N.S.A. leaders split on giving amnesty to Snowden - conductor
http://www.cbsnews.com/news/nsa-leaders-split-on-giving-amnesty-to-snowden
======
salient
Wow, Keith Alexander is such an asshole.

> This is analogous to a hostage-taker taking 50 people hostage, shooting 10
> and then say, "If you give me full amnesty, I'll let the other 40 go."

Yeah, except he didn't actually get anyone killed, you asshole! It just
embarrassed NSA and the US government, and uncovered that they were spying on
allies and for economic reasons, not just to protect against terrorists - you
know, as they were lying to the public that they were doing. Worse, not just
spying on them, but actually launching attacks against them, to protect their
interests.

They are using the same stupid analogy as the one they used for Manning,
saying his leaks will probably end up getting a lot of people killed - none of
that ever happened, but they kept pushing that argument till the end.

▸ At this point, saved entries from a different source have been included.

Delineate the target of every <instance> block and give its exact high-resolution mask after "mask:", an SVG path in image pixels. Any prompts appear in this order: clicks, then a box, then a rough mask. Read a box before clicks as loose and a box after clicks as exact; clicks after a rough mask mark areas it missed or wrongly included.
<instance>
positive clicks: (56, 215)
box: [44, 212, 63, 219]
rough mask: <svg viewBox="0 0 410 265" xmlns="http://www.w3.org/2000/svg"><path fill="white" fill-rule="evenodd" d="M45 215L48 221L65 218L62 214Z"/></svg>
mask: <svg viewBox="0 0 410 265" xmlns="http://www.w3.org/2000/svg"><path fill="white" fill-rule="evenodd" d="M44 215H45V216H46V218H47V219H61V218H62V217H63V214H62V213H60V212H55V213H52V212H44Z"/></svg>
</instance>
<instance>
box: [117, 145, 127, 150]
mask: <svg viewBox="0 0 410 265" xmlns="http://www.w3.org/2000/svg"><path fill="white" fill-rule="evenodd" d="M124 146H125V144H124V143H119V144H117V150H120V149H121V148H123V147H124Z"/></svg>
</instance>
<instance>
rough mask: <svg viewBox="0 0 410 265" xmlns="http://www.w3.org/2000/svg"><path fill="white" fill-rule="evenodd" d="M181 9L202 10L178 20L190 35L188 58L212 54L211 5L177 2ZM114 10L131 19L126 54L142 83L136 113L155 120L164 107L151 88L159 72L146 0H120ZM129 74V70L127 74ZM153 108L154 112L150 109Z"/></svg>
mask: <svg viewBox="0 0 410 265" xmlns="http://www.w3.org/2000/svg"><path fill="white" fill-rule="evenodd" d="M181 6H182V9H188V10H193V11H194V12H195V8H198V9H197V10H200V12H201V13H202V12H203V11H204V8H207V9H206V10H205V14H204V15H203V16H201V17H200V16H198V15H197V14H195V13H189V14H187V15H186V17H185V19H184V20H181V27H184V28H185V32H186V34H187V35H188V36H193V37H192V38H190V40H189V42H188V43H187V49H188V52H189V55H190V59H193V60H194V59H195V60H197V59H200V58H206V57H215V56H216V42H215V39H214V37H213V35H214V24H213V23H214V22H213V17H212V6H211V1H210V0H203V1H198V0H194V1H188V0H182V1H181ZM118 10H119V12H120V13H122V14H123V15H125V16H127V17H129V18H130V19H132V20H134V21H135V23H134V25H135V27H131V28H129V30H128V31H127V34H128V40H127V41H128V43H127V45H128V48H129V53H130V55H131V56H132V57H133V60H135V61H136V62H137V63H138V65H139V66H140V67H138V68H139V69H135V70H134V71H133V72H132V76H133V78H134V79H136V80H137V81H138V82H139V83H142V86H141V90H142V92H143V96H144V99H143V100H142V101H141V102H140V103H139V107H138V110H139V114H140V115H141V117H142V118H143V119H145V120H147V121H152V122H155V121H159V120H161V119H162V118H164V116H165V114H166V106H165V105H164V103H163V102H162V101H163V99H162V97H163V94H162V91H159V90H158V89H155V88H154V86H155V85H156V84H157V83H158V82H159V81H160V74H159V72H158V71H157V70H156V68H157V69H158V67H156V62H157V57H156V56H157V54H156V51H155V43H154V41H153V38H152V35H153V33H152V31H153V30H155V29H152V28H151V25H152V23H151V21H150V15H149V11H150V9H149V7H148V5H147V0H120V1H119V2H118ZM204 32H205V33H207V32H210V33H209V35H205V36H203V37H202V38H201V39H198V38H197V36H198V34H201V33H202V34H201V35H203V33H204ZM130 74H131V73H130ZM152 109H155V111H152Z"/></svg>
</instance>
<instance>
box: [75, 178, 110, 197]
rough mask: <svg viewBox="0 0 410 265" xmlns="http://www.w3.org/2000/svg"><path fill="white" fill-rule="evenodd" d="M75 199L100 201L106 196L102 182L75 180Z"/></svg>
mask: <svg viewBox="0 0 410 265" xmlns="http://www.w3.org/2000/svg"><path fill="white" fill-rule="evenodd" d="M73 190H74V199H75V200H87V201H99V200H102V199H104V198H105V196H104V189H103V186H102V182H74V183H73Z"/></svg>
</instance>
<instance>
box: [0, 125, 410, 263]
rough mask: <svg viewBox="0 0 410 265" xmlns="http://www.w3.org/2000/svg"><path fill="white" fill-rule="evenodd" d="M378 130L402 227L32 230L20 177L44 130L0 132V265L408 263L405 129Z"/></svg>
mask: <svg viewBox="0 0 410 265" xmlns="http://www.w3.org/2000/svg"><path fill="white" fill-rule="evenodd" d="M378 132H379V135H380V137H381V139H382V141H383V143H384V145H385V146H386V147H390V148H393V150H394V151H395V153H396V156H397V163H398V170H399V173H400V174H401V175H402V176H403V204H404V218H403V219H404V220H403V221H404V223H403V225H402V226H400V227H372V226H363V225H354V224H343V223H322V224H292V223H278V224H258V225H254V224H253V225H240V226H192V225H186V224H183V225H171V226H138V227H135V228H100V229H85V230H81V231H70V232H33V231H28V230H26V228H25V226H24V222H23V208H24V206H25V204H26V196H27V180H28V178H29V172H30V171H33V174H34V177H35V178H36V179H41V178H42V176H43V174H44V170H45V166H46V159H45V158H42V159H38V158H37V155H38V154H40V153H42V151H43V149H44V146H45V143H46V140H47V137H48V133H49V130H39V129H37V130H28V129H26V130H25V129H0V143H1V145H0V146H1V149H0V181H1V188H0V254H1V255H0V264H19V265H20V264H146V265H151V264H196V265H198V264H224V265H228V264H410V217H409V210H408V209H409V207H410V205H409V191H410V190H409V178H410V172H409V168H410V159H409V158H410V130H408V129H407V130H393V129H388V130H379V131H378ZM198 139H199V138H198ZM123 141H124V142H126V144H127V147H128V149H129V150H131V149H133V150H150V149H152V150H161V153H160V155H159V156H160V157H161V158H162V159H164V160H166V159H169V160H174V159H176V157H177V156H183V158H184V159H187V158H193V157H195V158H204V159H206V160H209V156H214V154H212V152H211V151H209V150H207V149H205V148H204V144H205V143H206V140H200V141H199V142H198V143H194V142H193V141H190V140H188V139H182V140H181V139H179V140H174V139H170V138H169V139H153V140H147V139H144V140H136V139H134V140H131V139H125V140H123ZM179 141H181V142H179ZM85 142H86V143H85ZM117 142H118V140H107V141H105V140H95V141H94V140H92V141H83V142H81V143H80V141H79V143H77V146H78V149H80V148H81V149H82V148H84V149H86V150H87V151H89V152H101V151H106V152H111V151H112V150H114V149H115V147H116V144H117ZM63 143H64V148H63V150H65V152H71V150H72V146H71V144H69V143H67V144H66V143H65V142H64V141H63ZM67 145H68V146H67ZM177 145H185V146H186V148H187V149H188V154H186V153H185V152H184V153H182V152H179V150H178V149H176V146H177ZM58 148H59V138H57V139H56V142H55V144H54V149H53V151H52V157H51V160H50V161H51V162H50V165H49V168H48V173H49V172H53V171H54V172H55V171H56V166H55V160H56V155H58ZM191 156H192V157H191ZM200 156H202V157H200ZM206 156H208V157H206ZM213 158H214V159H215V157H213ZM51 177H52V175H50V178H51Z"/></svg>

> GEN. ALEXANDER: I do. I think people have to be held accountable for their
> actions. … Because what we don't want is the next person to do the same
> thing.

Oh, I fully agree with him here. So how about we punish Alexander for his
crimes against the Constitution, and make sure no future NSA/USCC chief ever
does the same again? That goes for Obama, too, which I strongly believe
deserves impeachment over this. Even today he has absolutely no intention of
changing the NSA. So what's the solution, if not impeachment?! He wasn't just
doing these abuses in the past - he wants to _keep doing them_. So I don't see
other alternative.

------
TrevorJ
The headline should read "NSA leaders split on how best to save their own
ass."

Amnesty makes it sound like they are being magnanimous.